Investing in hedge funds can bring large profits, but it’s not for everybody, since hedge funds are available only for high-net-worth individuals. They generate significant returns for investors to justify their large fees and they allocate a lot of time and employ a complex analysis to determine the best stocks to invest in. A particularly interesting group of stocks that hedge funds like is the small-caps. The huge amount of capital does not allow hedge funds to invest a lot in small-caps, but our research showed that their most popular small-cap ideas are less efficiently priced and generate stronger returns than their large- and mega-cap picks and the broader market. That is why we follow the hedge fund activity in the small-cap space.

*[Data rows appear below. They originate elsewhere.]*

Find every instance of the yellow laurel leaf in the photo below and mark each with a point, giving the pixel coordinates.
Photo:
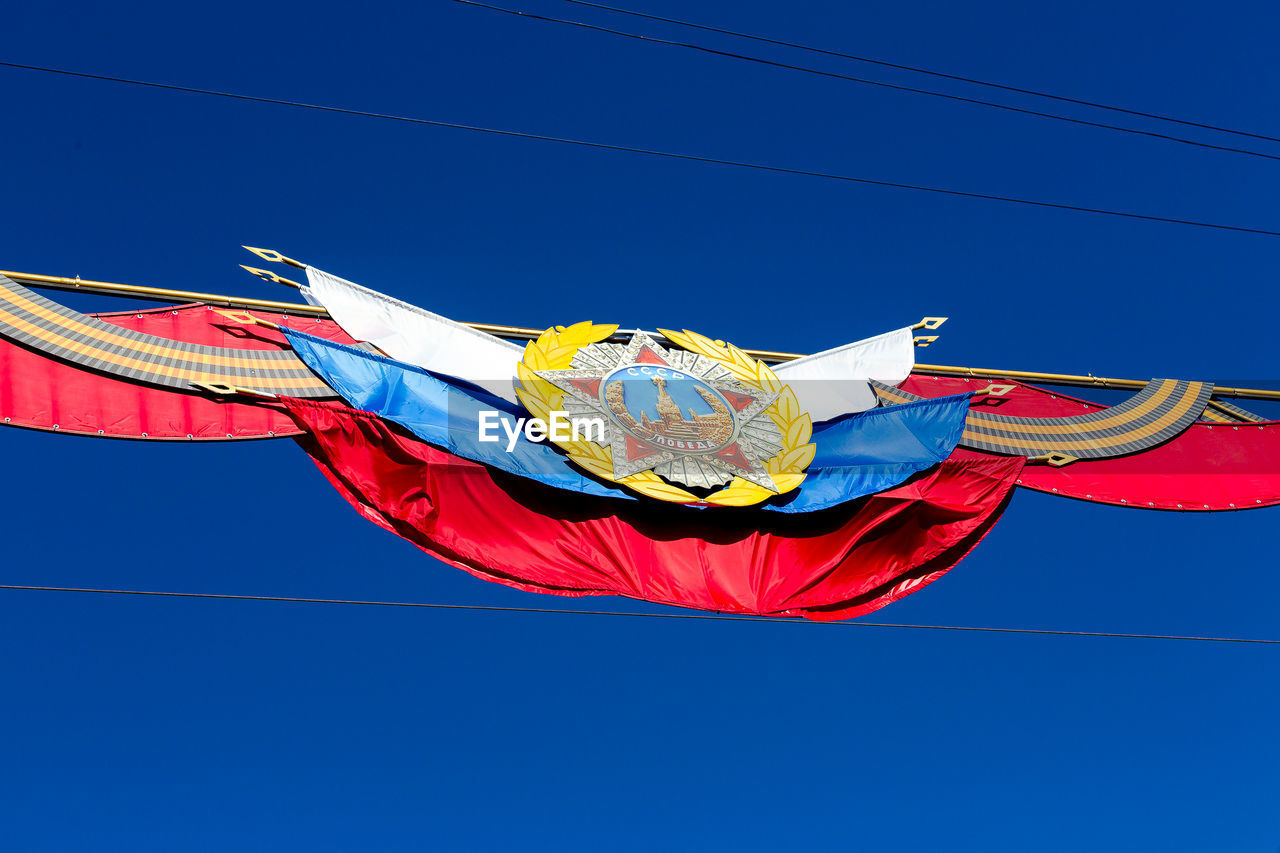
(740, 493)
(787, 482)
(798, 459)
(666, 492)
(766, 378)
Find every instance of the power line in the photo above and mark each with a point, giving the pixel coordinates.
(636, 615)
(926, 71)
(673, 155)
(805, 69)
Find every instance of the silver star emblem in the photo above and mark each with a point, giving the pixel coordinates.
(679, 414)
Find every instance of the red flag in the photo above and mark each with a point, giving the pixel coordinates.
(826, 565)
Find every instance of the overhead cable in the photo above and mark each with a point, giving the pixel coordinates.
(716, 617)
(928, 72)
(673, 155)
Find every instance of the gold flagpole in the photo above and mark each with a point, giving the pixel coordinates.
(164, 295)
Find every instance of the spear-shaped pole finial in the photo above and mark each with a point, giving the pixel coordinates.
(273, 256)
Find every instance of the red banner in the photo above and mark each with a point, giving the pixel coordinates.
(40, 392)
(826, 565)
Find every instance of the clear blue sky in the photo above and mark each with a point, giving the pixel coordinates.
(199, 725)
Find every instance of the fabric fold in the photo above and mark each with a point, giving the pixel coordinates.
(828, 565)
(827, 384)
(856, 455)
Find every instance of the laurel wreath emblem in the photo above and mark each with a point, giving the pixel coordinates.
(554, 350)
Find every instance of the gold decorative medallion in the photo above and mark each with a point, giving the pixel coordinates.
(703, 415)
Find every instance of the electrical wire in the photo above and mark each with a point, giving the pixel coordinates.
(926, 71)
(673, 155)
(805, 69)
(638, 615)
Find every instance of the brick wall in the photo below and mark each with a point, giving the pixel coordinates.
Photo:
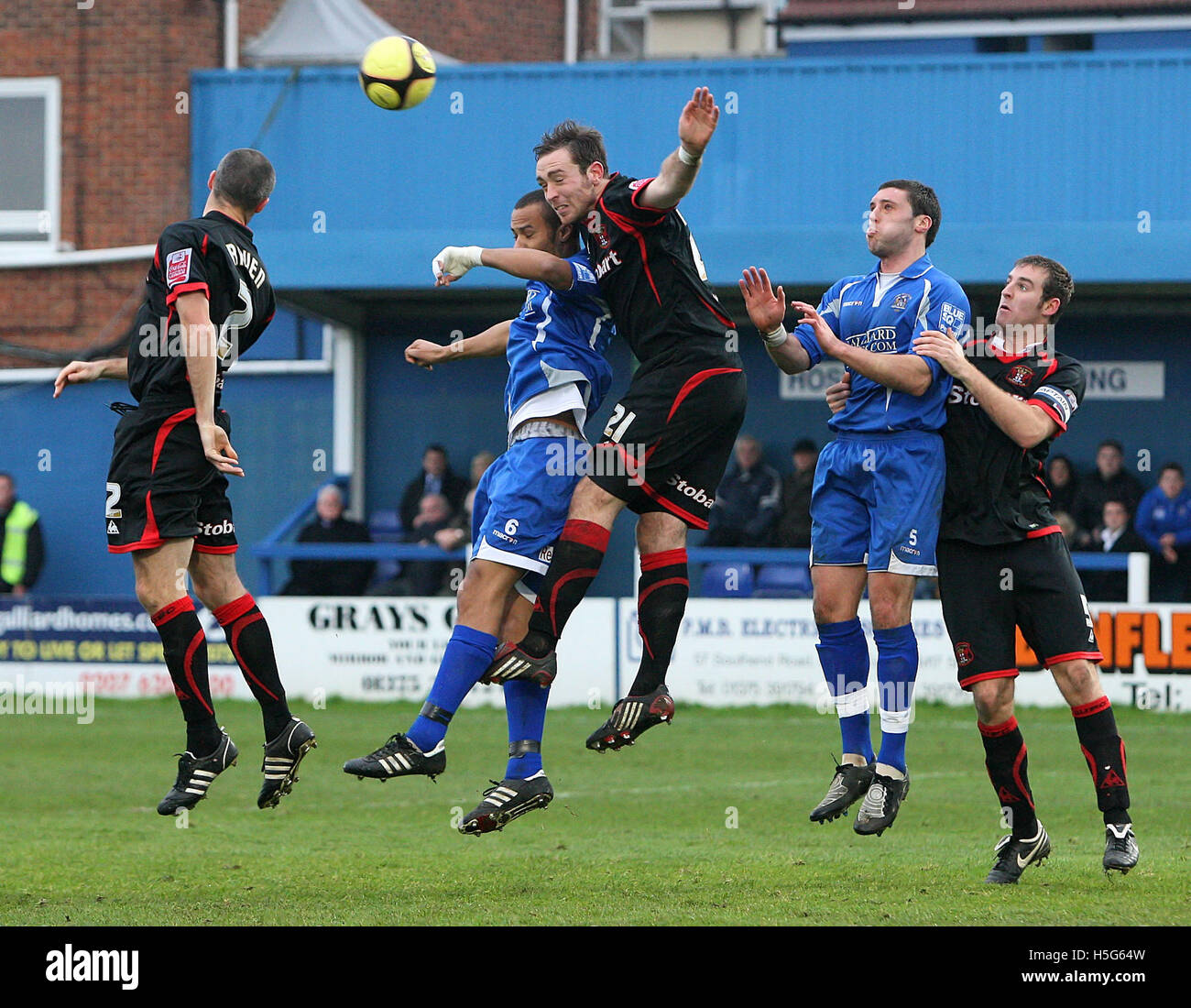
(126, 150)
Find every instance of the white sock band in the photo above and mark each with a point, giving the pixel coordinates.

One stock that saw an increase in popularity in the third quarter is Vishay Intertechnology (NYSE:VSH). Between July and September, the number of funds tracked by Insider Monkey long the stock went up by three to 17. The level and the change in hedge fund popularity aren’t the only variables you need to analyze to decipher hedge funds’ perspectives. A stock may witness a boost in popularity but it may still be less popular than similarly priced stocks. That’s why at the end of this article we will examine companies such as Intersil Corp (NASDAQ:ISIL), Penumbra Inc (NYSE:PEN), and Office Depot Inc (NYSE:ODP) to gather more data points.
At Insider Monkey, we’ve developed an investment strategy that has delivered market-beating returns over the past 12 months. Our strategy identifies the 100 best-performing funds of the previous quarter from among the collection of 700+ successful funds that we track in our database, which we accomplish using our returns methodology. We then study the portfolios of those 100 funds using the latest 13F data to uncover the 30 most popular mid-cap stocks (market caps of between $1 billion and $10 billion) among them to hold until the next filing period. This strategy delivered 18% gains over the past 12 months, more than doubling the 8% returns enjoyed by the S&P 500 ETFs.

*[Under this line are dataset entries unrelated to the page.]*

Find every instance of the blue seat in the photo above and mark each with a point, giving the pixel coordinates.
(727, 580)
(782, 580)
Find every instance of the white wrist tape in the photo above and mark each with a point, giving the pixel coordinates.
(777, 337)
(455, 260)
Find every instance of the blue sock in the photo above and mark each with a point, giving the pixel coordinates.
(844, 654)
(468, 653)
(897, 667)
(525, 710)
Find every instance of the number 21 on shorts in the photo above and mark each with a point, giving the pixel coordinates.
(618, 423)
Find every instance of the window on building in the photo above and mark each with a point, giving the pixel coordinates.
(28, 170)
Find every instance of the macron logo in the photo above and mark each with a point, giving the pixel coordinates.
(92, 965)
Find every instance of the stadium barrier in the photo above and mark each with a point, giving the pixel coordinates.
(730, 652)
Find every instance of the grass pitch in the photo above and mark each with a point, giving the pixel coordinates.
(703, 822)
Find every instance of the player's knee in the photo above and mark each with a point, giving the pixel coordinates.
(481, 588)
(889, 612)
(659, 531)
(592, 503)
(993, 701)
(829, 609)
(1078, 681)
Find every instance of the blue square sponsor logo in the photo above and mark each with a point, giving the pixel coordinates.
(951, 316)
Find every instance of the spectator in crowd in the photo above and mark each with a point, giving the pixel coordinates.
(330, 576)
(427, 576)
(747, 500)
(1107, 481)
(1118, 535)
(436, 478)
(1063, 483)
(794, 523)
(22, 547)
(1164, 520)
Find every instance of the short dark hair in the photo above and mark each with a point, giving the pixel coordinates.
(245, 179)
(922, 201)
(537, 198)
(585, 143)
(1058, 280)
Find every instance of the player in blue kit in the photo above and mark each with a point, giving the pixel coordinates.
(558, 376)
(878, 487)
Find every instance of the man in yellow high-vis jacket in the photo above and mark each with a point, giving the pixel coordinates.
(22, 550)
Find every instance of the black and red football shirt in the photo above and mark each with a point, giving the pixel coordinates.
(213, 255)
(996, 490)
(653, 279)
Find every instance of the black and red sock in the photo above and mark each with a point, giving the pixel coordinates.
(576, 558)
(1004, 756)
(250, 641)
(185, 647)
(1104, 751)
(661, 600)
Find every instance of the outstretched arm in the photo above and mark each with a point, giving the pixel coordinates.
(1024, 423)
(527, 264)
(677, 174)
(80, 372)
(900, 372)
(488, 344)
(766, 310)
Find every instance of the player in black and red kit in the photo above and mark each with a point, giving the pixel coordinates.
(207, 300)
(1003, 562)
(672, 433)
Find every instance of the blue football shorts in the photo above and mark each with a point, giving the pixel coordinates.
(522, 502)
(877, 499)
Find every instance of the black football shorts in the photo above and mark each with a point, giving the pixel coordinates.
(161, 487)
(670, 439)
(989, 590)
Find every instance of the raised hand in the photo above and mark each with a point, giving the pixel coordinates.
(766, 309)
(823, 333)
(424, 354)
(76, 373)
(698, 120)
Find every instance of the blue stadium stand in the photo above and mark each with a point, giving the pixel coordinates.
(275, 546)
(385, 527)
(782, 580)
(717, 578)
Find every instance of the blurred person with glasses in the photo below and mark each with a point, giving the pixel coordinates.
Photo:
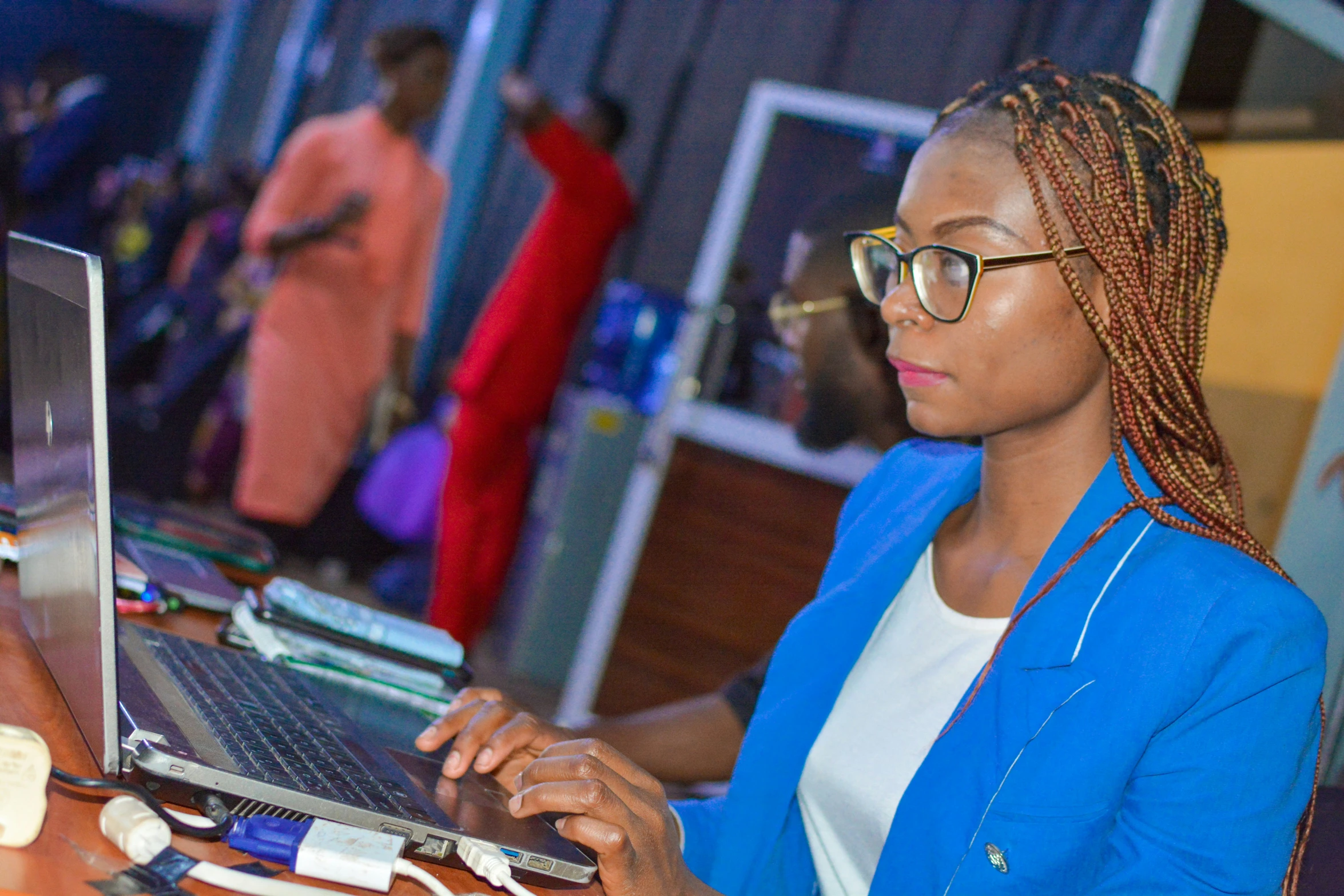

Keeping this in mind, we’re going to take a peek at the latest action encompassing Vishay Intertechnology (NYSE:VSH).
How have hedgies been trading Vishay Intertechnology (NYSE:VSH)?

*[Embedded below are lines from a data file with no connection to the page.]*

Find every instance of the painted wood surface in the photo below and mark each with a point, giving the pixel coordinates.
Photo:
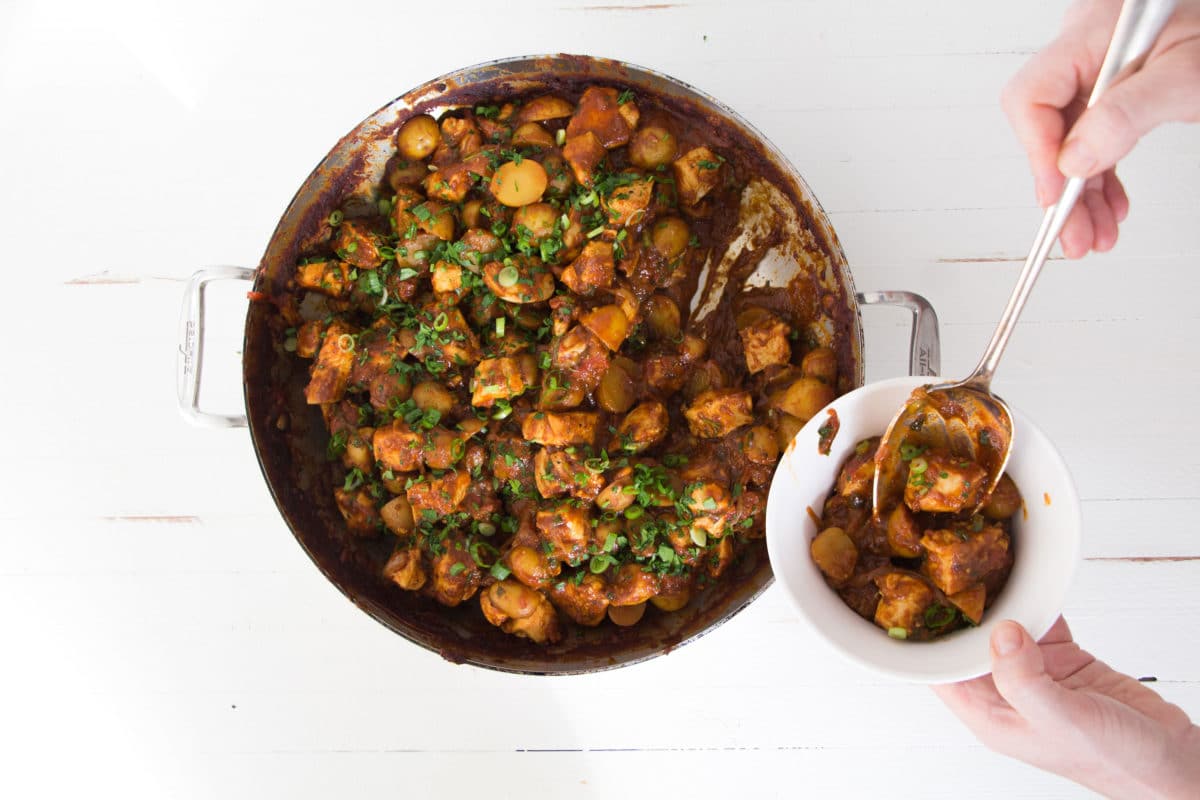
(166, 637)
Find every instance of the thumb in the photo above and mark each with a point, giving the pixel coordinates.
(1162, 91)
(1020, 675)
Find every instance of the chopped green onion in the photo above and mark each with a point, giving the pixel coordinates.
(600, 563)
(508, 277)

At the end of the third quarter, a total of 17 of the hedge funds tracked by Insider Monkey held long positions in Vishay Intertechnology (NYSE:VSH), which represents an increase of 21% from the end of the second quarter. By comparison, 17 hedge funds held shares or bullish call options in VSH heading into 2016. With the smart money’s capital changing hands, there exists a few noteworthy hedge fund managers who were boosting their holdings meaningfully (or already accumulated large positions).
According to publicly available hedge fund and institutional investor holdings data compiled by Insider Monkey, Royce & Associates, led by Chuck Royce, holds the most valuable position in Vishay Intertechnology (NYSE:VSH). Royce & Associates has a $101.7 million position in the stock, comprising 0.7% of its 13F portfolio. The second largest stake is held by Ken Fisher’s Fisher Asset Management, which reported a $70.7 million position; the fund has 0.1% of its 13F portfolio invested in the stock. Some other peers with similar optimism encompass Cliff Asness’ AQR Capital Management, Howard Marks’s Oaktree Capital Management and Ernest Chow and Jonathan Howe’s Sensato Capital Management. We should note that Sensato Capital Management is among our list of the 100 best performing hedge funds which is based on the performance of their 13F long positions in non-microcap stocks.